いつもの公園が駐車待ちするほどの大混雑で、飛鳥の晩春もいいかと足を伸ばしたのである。
まずは飛鳥寺の桜吹雪に打たれ、万葉文化館周辺を散策。
田の半分くらいはレンゲが咲き乱れ、もしくは雀の鉄砲が風に靡いている。
甲高いというか、やや低めだったか野太い雉子の雄の一声に振り向くと、すっぽり隠れるくらいに高く伸びた紫雲英田にちらちら動くものがおる。雀隠れと言うよりは雉子隠れと言ってもよさそうだ。
見渡しても田に出ている村人は一人もなく、飛鳥の田が動き出すのはまだしばらく先と見ゆる。
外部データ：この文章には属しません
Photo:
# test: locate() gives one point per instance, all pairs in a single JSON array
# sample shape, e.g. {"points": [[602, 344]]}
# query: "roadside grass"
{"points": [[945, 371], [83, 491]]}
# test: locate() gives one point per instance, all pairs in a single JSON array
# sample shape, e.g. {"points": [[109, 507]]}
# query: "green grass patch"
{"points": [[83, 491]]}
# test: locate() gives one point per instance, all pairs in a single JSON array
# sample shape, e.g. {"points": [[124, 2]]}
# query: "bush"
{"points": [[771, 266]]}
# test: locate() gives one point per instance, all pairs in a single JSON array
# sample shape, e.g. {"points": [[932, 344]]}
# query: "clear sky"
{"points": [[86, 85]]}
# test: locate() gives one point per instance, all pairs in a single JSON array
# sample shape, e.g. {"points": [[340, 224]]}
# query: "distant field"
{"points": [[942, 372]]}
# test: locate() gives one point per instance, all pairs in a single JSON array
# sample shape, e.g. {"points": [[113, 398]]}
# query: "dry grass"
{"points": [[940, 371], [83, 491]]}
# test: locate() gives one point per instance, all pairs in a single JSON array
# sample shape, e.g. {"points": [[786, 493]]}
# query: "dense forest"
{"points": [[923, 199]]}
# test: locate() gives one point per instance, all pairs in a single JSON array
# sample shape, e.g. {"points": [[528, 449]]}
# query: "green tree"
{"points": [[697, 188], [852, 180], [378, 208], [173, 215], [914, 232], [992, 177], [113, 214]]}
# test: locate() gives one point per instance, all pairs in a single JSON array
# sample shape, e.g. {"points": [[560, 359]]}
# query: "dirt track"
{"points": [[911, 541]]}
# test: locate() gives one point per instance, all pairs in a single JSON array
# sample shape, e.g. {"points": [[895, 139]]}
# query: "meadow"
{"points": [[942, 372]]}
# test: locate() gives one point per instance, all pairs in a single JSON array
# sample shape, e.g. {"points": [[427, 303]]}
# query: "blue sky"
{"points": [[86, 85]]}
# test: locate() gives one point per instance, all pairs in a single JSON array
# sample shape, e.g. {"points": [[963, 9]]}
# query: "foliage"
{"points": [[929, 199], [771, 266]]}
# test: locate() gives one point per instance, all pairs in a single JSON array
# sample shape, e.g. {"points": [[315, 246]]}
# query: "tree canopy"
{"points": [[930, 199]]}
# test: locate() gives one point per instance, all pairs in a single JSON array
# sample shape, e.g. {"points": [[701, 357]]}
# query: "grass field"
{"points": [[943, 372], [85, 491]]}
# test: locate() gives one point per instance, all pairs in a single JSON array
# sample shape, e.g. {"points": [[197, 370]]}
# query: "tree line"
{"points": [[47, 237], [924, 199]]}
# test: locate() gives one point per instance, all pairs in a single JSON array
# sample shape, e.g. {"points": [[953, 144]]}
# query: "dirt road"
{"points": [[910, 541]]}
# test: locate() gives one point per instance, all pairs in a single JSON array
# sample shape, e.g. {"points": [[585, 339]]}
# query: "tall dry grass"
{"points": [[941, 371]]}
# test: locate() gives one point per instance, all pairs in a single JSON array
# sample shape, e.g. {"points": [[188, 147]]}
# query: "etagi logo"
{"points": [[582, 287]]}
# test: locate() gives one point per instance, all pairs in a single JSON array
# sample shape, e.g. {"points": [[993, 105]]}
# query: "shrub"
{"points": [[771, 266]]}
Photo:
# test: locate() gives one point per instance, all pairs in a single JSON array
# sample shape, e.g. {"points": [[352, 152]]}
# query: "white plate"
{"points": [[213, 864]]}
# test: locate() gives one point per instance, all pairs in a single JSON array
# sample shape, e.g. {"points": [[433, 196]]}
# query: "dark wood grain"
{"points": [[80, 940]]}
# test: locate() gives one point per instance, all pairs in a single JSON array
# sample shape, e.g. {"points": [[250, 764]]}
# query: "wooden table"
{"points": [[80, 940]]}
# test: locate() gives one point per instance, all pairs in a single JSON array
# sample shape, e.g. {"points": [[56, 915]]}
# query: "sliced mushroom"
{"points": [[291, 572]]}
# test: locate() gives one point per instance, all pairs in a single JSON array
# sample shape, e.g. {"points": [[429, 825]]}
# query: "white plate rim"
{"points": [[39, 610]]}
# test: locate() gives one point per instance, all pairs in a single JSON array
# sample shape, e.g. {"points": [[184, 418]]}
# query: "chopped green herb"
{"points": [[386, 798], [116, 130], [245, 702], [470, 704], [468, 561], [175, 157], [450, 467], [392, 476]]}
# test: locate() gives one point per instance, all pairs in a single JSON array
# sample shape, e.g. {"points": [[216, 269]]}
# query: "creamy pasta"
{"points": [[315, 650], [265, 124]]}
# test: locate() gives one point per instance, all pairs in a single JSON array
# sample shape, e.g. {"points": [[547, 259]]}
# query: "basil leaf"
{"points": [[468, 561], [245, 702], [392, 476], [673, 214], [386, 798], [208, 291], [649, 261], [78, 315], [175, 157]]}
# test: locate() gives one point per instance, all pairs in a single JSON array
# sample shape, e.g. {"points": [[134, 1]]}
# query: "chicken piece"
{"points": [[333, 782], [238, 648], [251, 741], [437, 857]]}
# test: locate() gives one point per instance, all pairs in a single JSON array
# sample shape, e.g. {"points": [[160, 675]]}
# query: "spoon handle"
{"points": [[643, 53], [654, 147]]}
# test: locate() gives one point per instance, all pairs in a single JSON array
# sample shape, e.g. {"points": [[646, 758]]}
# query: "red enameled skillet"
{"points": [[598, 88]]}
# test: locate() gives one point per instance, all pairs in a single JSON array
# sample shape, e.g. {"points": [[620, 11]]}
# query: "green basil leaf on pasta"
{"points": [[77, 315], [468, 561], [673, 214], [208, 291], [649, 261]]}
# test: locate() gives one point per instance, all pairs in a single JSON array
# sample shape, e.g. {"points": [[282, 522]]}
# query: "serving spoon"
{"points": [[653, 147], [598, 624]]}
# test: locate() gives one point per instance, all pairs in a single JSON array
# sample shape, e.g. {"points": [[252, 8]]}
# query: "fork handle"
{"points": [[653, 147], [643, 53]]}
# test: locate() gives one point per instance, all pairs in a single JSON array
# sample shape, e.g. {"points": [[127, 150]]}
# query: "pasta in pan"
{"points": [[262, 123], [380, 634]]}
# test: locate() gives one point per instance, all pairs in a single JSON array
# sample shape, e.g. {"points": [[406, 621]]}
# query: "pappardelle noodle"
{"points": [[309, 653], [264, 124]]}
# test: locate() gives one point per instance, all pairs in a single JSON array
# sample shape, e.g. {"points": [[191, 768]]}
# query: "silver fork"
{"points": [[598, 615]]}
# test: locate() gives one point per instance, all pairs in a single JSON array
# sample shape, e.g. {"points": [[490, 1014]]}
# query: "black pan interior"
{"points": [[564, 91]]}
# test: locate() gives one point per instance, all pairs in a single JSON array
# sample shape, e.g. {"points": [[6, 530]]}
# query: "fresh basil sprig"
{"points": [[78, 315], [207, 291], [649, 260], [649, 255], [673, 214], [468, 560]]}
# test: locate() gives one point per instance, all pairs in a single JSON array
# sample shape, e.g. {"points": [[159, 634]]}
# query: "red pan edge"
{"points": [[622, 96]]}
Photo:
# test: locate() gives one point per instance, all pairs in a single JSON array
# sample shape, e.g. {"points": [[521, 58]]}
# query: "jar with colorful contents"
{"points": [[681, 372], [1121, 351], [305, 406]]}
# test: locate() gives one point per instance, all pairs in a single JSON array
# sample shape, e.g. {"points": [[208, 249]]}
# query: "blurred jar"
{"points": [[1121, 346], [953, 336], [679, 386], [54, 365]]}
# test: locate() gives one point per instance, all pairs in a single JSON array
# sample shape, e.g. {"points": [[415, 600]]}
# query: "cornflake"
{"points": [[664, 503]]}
その間は雉子君も安心して逍遥を愉しむことができるというわけだ。

雉走る

立姿佳き裸木に囀れる

ここんところ囀りを聞くようになった。

今日の主は櫟の大木のホオジロ君。
最初はこの木に啼いていると分かっていてもなかなか発見できなかった。何人かが木を見上げるようにして通り過ぎてゆくが、そのなかのご夫婦があそこだと教えてくれて、ようやく枝でうまくカムフラージュされてるのを見つけることができた。
特別史跡「巣山古墳」の濠でも、鳴き交わすようなカイツブリの番。

今日は久しぶりに多くの鳥たちが顔を見せてくれて愉しい半日だった。
なかでも、10メートルほどの距離をおいて菜畑から赤い鶏冠が出て、やがておそるおそる出てきた雉の目と目が合ったときの彼の緊張ぶりがおかしかった。「雉も啼かずば撃たれまいに」ではないが、人家に近い田や畑をぶらり散歩していて危険な目に合わない方がおかしく、人が来ても飛び去るでなく、用水路に隠れたり菜畑に逃げ込んだり、その何となく不器用な生き方に声援したくなった。

粗鋤の田を蹴り雉子のひた走る

棲み分け

眠りたる里田の畦の雉子かな

「きぎす」、雉である。

探鳥会ではるか先の畦を悠然と雉が歩いているのを発見。
一段高い道路を隔てて倉庫めいた建物があり、人がいるというのに実にのんびりとしたものだ。
しばらく畦を逍遥するかのようにゆっくり移動していたが、やがて藪の中へ姿を消した。
古墳公園の林と里山の境界のような場所での発見である。
雉もまた人間のすぐ近くで棲息する生きものである。